Similarly, if you have breast implants make sure you’re always supported when exercising, to stop scar tissue tearing.

How you know there’s something wrong with your sports bra

An ill-fitting sports bra not only makes your workout painful but can cause health problems.

So, what are the signs you need a new one?

You’re on the tightest hook

When you first start wearing a new sports bra it should provide support on the loosest hook, as they lose elasticity over time, so that’s when you should start to tighten it.

Fit for any activity

Breasts move anywhere from 4cm to 15cm during exercise, so it’s important to choose a well-fitted sports bra to minimise painful movement. The problem is, most women wear the wrong bra size, or the wrong fit for their level of activity.

Sports bras come in low to high-impact support levels. Low-impact sports bras provide enough support for activities like yoga, while medium and high-impact bras keep you covered for more intense exercise like cross-training or running.

Depending on the size of your breasts, the level of support you require from your sports bra may differ. Smaller breasts may be supported by a compression bra, while larger breasts may need an encapsulation bra to prevent painful squeezing.

Encapsulation bras provide individual cupped support for each breast, with a more natural fitting shape to prevent tightness or pinching.

Time for a change?

Sports bras don’t last forever. Just like normal bras, they stretch over time and fail to provide the necessary support. One way to check if it’s time to replace yours is to check in the mirror to see if you’re getting enough support when you bounce up and down or move from side to side.

If you are active and wear a sports bra regularly, you should replace it every four to six months.

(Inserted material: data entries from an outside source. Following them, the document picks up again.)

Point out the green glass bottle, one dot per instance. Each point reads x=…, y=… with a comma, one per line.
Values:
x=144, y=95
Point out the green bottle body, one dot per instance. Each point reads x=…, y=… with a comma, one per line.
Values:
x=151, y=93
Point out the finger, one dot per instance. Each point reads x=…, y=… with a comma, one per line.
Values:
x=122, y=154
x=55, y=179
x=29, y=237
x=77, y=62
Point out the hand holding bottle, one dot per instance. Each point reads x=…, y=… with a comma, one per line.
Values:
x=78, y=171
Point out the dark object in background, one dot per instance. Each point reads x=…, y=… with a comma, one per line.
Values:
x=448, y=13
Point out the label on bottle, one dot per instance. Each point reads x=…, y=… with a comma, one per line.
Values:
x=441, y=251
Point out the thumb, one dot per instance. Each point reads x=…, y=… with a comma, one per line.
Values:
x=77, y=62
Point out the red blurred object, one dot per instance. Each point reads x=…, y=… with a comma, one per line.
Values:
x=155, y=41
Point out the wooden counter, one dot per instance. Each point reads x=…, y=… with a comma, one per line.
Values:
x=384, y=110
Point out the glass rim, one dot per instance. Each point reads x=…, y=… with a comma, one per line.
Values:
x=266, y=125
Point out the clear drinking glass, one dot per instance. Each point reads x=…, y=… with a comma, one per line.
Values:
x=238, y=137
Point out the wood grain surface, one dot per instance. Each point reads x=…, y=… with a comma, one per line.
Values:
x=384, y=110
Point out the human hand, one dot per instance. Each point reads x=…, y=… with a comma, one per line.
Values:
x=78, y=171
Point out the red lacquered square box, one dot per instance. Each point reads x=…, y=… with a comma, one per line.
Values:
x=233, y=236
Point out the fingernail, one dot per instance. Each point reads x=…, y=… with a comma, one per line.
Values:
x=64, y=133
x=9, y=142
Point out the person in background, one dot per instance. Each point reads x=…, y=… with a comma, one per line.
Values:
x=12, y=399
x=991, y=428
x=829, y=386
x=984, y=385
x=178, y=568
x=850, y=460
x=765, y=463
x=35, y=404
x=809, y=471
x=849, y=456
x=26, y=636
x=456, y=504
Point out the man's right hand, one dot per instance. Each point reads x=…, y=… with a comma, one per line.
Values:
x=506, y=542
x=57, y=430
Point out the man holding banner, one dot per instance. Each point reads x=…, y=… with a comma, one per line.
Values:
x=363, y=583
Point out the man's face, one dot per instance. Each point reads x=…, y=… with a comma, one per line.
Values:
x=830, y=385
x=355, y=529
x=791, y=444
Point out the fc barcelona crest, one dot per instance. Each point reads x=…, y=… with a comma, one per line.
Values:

If the band is riding up your back, or you’re using the tightest hook, it’s a sign that your sports bra’s too big and isn’t providing proper support.

The straps are digging into your skin

How you wear your straps is down to you, but they should never hurt. If they do, it means your band’s not giving you enough support.

It’s cotton

Cotton sports bras don’t deal well with sweat. Unlike special technical fabrics which wick away moisture, cotton simply stretches and soaks up the sweat. So, look for a bra with air holes under the breast and across the back.

You’re in…and out

Give your sports bra the downward dog test. If you’re spilling out, you need a bra with greater support. However, it shouldn’t be so tight that taking it off becomes a tricky task. Find one you can easily slip on and off.

Get a professional fit

To find a perfect fitting sports bra, it’s important to get a professional fitting. Strip down to just your bra and make sure you’re measure around your rib cage – where the band would sit – and note the nearest even number.

Next, have measured the fullest part of your bust and count a letter for each inch of difference to find your cup size. Knowing your true size will help you find a perfect fit.

How your bra should feel

Your sports bra should fit pretty much like your normal bra, with the band tightly around your rib cage and firmly around the breasts. If it fits right, it shouldn’t dig or leave marks on your skin.